Januari 2025 Cetak Rekor: Bulan Terpanas Sepanjang Sejarah!

Para ilmuwan iklim mengumumkan bahwa Januari 2025 telah tercatat sebagai bulan terpanas dalam sejarah pencatatan suhu global. Suhu rata-rata permukaan bumi mencapai 55,81 derajat Fahrenheit (13,23 derajat Celsius), sebuah kenaikan ringan dari rekor sebelumnya yaitu 55,65 F (13,14 C) yang tercatat pada Januari 2024. Kenaikan suhu ini terjadi meskipun adanya pola La Niña yang biasanya membawa suhu lebih dingin di Pasifik dan memberikan dampak pendinginan di beberapa wilayah, terutama di Amerika Serikat.

Fenomena La Niña sendiri merupakan bagian dari siklus iklim alami yang lebih luas yang dikenal sebagai El Niño-Southern Oscillation (ENSO). Sementara El Niño meningkatkan suhu global, fase La Niña berfungsi sebaliknya dengan menurunkan suhu. Namun, perubahan iklim yang dipicu oleh aktivitas manusia tampaknya mengalahkan efek La Niña pada suhu global pada bulan ini. Pengamatan menunjukkan bahwa La Niña saat ini tergolong lebih lemah dan berlangsung lebih lama dari yang diperkirakan, menyebabkan suhu yang lebih tinggi dari rata-rata.

Dalam sepekan ini, beberapa data menunjukkan bahwa meskipun AS mengalami suhu dingin pada bulan Januari, dengan badai salju melanda area pantai timur dan selatan, kondisi kering di California Selatan justru berkontribusi pada kebakaran hutan yang menghancurkan hutan di Los Angeles. Berbagai laporan dari program Copernicus memperlihatkan bahwa meskipun ada beberapa wilayah yang merasakan suhu lebih rendah, bagian-bagian lain seperti Minnesota mencatatkan suhu yang melebihi rekor sebelumnya. Secara keseluruhan, suhu di bagian utara Alaska mencatatkan panas 5 derajat Fahrenheit (2,8 derajat Celsius) di atas rata-rata.

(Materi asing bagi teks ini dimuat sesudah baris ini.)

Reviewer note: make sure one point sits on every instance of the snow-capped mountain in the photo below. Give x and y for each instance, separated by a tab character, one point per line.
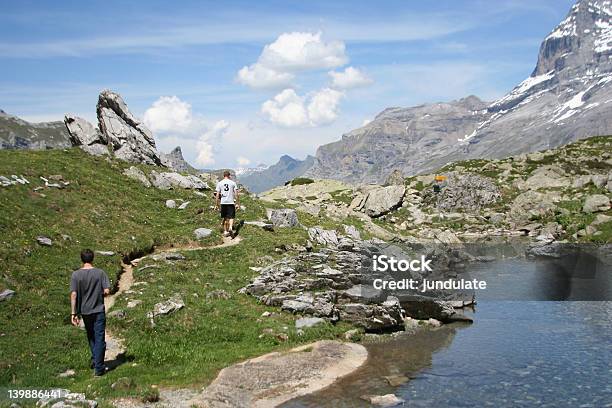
245	171
567	97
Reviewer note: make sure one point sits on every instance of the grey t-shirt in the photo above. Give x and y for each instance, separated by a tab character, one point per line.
89	284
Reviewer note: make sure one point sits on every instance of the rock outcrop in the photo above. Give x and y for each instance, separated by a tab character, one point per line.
566	98
175	161
84	135
129	139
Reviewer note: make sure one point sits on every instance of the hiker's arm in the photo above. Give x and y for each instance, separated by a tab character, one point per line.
74	318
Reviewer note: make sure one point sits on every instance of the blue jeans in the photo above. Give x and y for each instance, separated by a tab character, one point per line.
95	325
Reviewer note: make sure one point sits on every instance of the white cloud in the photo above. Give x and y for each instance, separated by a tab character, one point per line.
323	106
289	53
288	109
204	146
243	161
349	78
168	113
259	76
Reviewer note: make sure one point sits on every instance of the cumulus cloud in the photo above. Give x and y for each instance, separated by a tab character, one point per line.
168	113
323	106
259	76
204	146
288	109
349	78
289	53
243	161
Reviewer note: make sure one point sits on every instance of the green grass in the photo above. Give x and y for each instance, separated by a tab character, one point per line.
105	210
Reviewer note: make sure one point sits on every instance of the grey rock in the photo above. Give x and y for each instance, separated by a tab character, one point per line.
467	192
170	180
563	100
381	200
6	294
83	133
44	241
173	304
305	322
596	203
285	217
201	233
136	174
129	139
175	161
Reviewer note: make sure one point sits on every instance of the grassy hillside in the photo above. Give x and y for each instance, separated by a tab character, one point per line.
106	211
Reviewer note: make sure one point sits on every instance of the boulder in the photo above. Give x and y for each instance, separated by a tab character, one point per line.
387	400
6	294
467	192
86	136
44	241
381	200
546	177
323	237
201	233
163	308
136	174
285	217
171	180
129	139
305	322
396	178
596	203
175	161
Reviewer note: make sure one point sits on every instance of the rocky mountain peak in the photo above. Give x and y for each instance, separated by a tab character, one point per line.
583	40
129	138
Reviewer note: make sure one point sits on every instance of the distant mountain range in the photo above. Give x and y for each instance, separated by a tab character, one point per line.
16	133
567	97
264	179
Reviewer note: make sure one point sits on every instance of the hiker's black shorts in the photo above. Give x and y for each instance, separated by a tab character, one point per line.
228	211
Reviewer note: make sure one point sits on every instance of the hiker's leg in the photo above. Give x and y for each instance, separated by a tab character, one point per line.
88	321
100	343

Kondisi serupa juga terlihat di Australia, yang menghadapi gelombang panas yang ekstrem. Di belahan dunia lainnya, Amerika Selatan bagian selatan, sebagian Afrika, Antartika, Siberia, dan banyak kawasan di Eropa juga merasakan suhu yang lebih tinggi dari biasanya. Keadaan ini menunjukkan bahwa meskipun ada variasi panas dan dingin di berbagai daerah, tren pemanasan global terus berlanjut tanpa henti.

Penyebab utama dari fenomena ini, menurut laporan PBB, adalah pelepasan gas rumah kaca ke atmosfer, yang berasal dari pembakaran bahan bakar fosil. Karbon dioksida (CO₂), metana (CH₄), dan gas rumah kaca lainnya terperangkap di atmosfer, mencegah panas keluar dan mengakibatkan pemanasan planet bumi.

Menurut Samantha Burgess, pemimpin strategis iklim di Pusat Prakiraan Cuaca Jangka Menengah Eropa, situasi Januari 2025 merupakan peringatan akan pentingnya perubahan iklim. “Januari 2025 adalah bulan yang mengejutkan, melanjutkan rekor suhu yang diamati selama dua tahun terakhir, meskipun terjadi perkembangan kondisi La Niña,” ujarnya. Ia menekankan bahwa meskipun suhu rata-rata global menunjukkan tren peningkatan, dampak spesifik dapat bervariasi di seluruh dunia.

Dampak dari pemanasan global semakin nyata terlihat, dengan dampak cuaca ekstrem seperti kebakaran hutan, peningkatan permukaan air laut yang mengancam daerah pesisir, dan penurunan kapasitas lahan pertanian yang mempengaruhi ketahanan pangan. Perubahan iklim yang tidak terkendali berpotensi menyebabkan banyak spesies fauna dan flora punah, serta mengancam miliaran orang yang bergantung pada stabilitas iklim untuk kelangsungan hidup mereka.

Dalam konteks ini, pentingnya kesepakatan global seperti Perjanjian Paris tahun 2015 semakin mendesak untuk ditegakkan. Para pemimpin dunia telah berkomitmen untuk membatasi pemanasan global hingga di bawah 2,7 derajat Fahrenheit dan berusaha keras untuk menjaga suhu di bawah 3,6 derajat Fahrenheit. Dengan trend pemanasan yang terus meningkat, pencapaian target-target ini menjadi semakin menantang. Pemahaman dan tindakan kolektif dari semua pihak sangat dibutuhkan untuk menjaga bumi agar tetap layak huni untuk generasi mendatang.